As Golden Frog points out, this is “conceptually similar” to the way in which Comcast was throttling BitTorrent back in 2007 via packet reset headers, which kicked off much of the last round of net neutrality concerns. The differences here are that this isn’t about blocking BitTorrent, but encryption, and it’s a mobile internet access provider, rather than a wired one. This last point is important, since even the last net neutrality rules did not apply to wireless broadband, and the FCC is still debating if it should apply any new rules to wireless.
The article is arguing from a net neutrality angle but I see this as a technical issue. This is only made possible because Internet access is centrally controlled and end-to-end encryption wasn’t in the original design. Decentralizing Internet access would be a major win because it would prevent any single organization from weakening Internet security by blocking encrypted traffic. And if end-to-end encryption was in the originally design (which, I understand, was not technically feasible at the time) this wouldn’t be possible because blocking encrypted communications would block any communications.

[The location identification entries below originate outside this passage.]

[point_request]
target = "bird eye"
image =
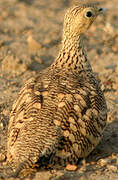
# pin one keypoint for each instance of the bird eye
(89, 14)
(100, 9)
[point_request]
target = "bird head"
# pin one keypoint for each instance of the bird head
(79, 18)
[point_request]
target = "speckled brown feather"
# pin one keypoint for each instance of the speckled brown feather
(60, 115)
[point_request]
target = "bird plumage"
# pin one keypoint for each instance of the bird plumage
(62, 112)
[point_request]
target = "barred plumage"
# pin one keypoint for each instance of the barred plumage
(60, 115)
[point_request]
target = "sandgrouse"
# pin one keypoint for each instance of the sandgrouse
(60, 115)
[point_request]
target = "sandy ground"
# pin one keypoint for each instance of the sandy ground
(30, 34)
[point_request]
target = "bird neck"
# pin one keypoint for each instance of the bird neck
(72, 55)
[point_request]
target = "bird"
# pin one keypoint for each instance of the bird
(60, 114)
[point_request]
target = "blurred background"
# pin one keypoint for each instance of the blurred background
(30, 36)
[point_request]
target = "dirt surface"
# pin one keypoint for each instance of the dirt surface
(30, 34)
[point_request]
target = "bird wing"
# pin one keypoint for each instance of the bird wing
(28, 103)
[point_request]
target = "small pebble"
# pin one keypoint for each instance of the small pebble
(70, 167)
(102, 162)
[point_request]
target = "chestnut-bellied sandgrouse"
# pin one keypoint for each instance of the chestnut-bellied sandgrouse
(60, 115)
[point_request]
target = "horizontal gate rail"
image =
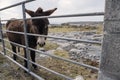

Net neutrality will not save us. After all the government, especially the National Security Agency (NSA), probably has a literal hard-on for this idea. Again I reiterate that the only way to save the Internet is to wrestle control over it away from the state and its corporate partners that are providing our Internet access. I will again point out that mesh networks are a pretty neat idea for accomplishing exactly this. Instead of howling for the government to step in and save us from itself I believe we should be investing our energies in trying to decentralize Internet access as much as possible.